La jeune femme demeurait tout abasourdie.

Le milicien reprit :

— Ma chère Amandine, je pense qu’on devrait de suite aller montrer cet enfant au capitaine Vaucourt.

— Mais tu ne t’es pas encore reposé, mon ami ?

— Ça ne fait rien, je me reposerai après. Mon capitaine a trop souffert. Oh ! il ne le fait pas voir, mais, après qu’on a su son histoire, on devine bien qu’il n’a pas l’esprit et le cœur tranquilles. Donc, Amandine, ça serait seulement une bonne action comme on voudrait qu’on nous en rende, s’il nous arrivait le même malheur.

— Tu parles avec raison, Anatole, et je consens qu’on aille montrer l’enfant à ton capitaine !

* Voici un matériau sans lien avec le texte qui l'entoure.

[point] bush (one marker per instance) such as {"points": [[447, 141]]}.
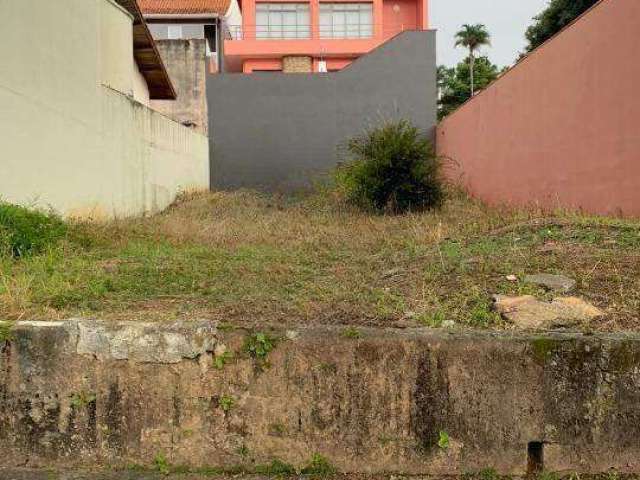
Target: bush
{"points": [[24, 231], [392, 168]]}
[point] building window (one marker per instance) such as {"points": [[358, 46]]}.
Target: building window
{"points": [[174, 32], [282, 20], [346, 20]]}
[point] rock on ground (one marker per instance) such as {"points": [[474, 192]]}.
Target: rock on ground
{"points": [[552, 282], [529, 313]]}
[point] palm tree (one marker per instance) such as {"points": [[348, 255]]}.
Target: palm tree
{"points": [[472, 37]]}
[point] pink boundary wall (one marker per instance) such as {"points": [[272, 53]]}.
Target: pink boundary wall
{"points": [[562, 128]]}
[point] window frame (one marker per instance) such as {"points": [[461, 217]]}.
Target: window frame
{"points": [[345, 29], [281, 29]]}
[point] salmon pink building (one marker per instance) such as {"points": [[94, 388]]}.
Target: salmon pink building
{"points": [[315, 35]]}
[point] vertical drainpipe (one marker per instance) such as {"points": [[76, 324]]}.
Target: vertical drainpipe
{"points": [[220, 42]]}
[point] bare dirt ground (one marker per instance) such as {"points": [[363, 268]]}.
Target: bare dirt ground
{"points": [[245, 257]]}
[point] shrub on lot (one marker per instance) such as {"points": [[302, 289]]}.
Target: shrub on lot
{"points": [[24, 231], [392, 168]]}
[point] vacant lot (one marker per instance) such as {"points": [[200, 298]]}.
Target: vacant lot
{"points": [[251, 258]]}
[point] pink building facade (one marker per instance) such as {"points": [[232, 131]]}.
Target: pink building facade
{"points": [[315, 35]]}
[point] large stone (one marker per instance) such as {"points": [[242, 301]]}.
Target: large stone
{"points": [[552, 282], [529, 313], [145, 342]]}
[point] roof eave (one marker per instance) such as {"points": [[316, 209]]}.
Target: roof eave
{"points": [[148, 57]]}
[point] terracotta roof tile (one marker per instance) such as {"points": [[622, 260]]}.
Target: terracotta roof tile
{"points": [[183, 7]]}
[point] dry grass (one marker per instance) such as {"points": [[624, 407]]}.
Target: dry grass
{"points": [[250, 258]]}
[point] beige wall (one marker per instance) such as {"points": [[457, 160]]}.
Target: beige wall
{"points": [[73, 136]]}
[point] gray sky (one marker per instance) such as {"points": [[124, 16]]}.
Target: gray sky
{"points": [[506, 20]]}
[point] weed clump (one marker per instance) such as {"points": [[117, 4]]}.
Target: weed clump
{"points": [[392, 168], [319, 466], [277, 468], [25, 231]]}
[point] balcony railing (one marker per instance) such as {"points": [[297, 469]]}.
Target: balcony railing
{"points": [[300, 32]]}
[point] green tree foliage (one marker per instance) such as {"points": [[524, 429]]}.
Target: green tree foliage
{"points": [[472, 37], [392, 168], [554, 18], [24, 231], [454, 83]]}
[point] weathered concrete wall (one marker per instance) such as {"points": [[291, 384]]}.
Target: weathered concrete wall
{"points": [[186, 63], [279, 131], [560, 129], [84, 393], [73, 135]]}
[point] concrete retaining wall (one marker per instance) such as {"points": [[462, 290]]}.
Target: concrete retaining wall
{"points": [[278, 131], [74, 135], [86, 393], [560, 129]]}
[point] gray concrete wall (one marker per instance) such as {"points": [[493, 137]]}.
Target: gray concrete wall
{"points": [[280, 131], [186, 63]]}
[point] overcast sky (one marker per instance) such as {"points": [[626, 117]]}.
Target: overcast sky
{"points": [[506, 20]]}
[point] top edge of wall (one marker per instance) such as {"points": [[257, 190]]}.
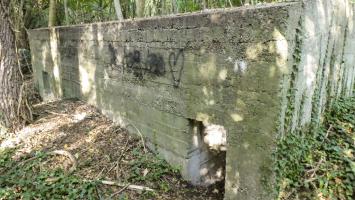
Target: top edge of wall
{"points": [[203, 12]]}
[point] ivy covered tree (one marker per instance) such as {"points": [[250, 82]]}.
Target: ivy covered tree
{"points": [[13, 111]]}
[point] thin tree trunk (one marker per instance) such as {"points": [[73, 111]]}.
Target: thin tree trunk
{"points": [[11, 108], [66, 12], [52, 13], [175, 6], [140, 8], [118, 10]]}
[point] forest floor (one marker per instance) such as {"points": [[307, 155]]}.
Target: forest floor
{"points": [[72, 151]]}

— C’est bon, je vais embrasser notre petit, puis j’irai atteler notre cheval au cabriolet. Pendant ce temps-là tu feras tes préparatifs.

Sur le lit, placé dans l’angle de la pièce, un enfant à peu près de l’âge d’Adélard sommeillait doucement. Le milicien le contempla longuement avec amour, il l’embrassa doucement, puis il courut à l’étable.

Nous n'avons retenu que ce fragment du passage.